Automobile Early Years or Those Crazy Drivers. (original) (raw)

To be honest, citizens had mixed feelings about the changes. Fredericksburg was a quiet, orderly village until automobiles came thundering down Main Street without regard for public safety, scaring the daylights out of horses and pedestrians.

Some of those drivers were crazy. They enjoyed knocking down wooden street signs. The Fredericksburg Standard reported that mischievous drivers "seemed to take a special delight in giving the street marker a jolt that usually incapacitated the wooden structures and necessitated their continuous repair. In order to enforce an observance of the rule of the road on the streets of the city, the wooden markers have been reinforced by a granite marker weighing half a ton. The driver that now attempts to give the markers a gentle jolt for pastime will very likely come to grief and his car sent to the garage doctor."

In the culture war between people and machines, the government took sides with the automobile. People felt they were being snowballed by a slew of new laws that favored machines over ordinary citizens.

"Again the rights of pedestrians have come under the review of the Court of Appeals," a Fredericksburg Standard reporter wrote, "and the drivers have won. The Court emphasized the duty of the man afoot to keep his eyes open and to look out for vehicles. The admirable restraint of the Court is shown by its forbearing to rule that an auto driver is entitled to damages from the man who musses the vehicle by getting run over."

In a move that delighted drivers, the County Commissioners Court voted to tar and gravel Main Street in January 1922. Three months later the Commissioner's Court voted to cover Main Street with a hard surface topping, 60 ft. wide, from the Nimitz Hotel to Jacob Kraus Corner.

By 1923 just about everyone understood that, for better or worse, automobiles were here to stay. That year a bill came before the state legislature that would increase the legal speed limit from 25 mph to 35 mph. The same bill proposed a 2 cent tax be added to the price of every gallon of gasoline, the proceeds used to build and maintain roads.

The local Chamber of Commerce sent a letter to State Rep. Sam Johnson, asking him to oppose the bill. It passed anyway.

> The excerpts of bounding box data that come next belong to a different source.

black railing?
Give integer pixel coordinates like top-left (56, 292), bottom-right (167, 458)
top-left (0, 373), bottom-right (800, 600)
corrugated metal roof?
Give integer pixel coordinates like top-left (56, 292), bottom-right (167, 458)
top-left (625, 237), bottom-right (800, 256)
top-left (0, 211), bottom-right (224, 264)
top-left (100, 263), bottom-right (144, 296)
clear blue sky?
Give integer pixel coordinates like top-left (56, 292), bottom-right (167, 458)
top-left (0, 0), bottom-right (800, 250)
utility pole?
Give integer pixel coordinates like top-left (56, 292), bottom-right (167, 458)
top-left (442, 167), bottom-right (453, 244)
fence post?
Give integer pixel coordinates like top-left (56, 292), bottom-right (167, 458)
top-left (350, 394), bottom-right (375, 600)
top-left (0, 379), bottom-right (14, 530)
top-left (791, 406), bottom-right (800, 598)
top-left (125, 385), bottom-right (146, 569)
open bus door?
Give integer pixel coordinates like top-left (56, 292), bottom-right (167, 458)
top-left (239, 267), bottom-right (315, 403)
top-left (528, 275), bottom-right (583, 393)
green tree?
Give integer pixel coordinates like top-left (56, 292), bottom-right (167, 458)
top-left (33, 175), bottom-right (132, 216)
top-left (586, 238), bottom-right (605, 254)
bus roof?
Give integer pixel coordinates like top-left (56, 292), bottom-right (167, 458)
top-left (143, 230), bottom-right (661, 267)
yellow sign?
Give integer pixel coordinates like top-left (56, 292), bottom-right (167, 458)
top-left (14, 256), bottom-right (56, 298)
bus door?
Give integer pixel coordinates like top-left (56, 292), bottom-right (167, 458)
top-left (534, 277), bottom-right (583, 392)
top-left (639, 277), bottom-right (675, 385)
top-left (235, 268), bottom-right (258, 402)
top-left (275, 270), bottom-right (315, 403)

In 1941 the city responded to increased automobile congestion by installing 5 traffic lights on Main Street at the intersections of Washington, Llano, Adams, Orange and Edison Streets. At the same time the council voted to allow U-turns at cross streets where there was no traffic light. Those intersections included Main and Lincoln (Keidel Hospital), Main and Crockett (Post Office) and Main and Milam (also known as Schneider's Corner).

As a safety measure the city painted pedestrian lanes at the traffic light intersections so that people on foot could safely cross the street "when favored by the green light." Cars waiting for the light to change were to stop behind the pedestrian lanes.

"Heretofore," the newspaper reporter complained, "some motorists have driven half way into the intersection before coming to a halt."

The transition from horse power to automobiles wasn't smooth or easy.

I drove down Main Street just this morning, and it's still crazy out there. I think we have a few more kinks to work out.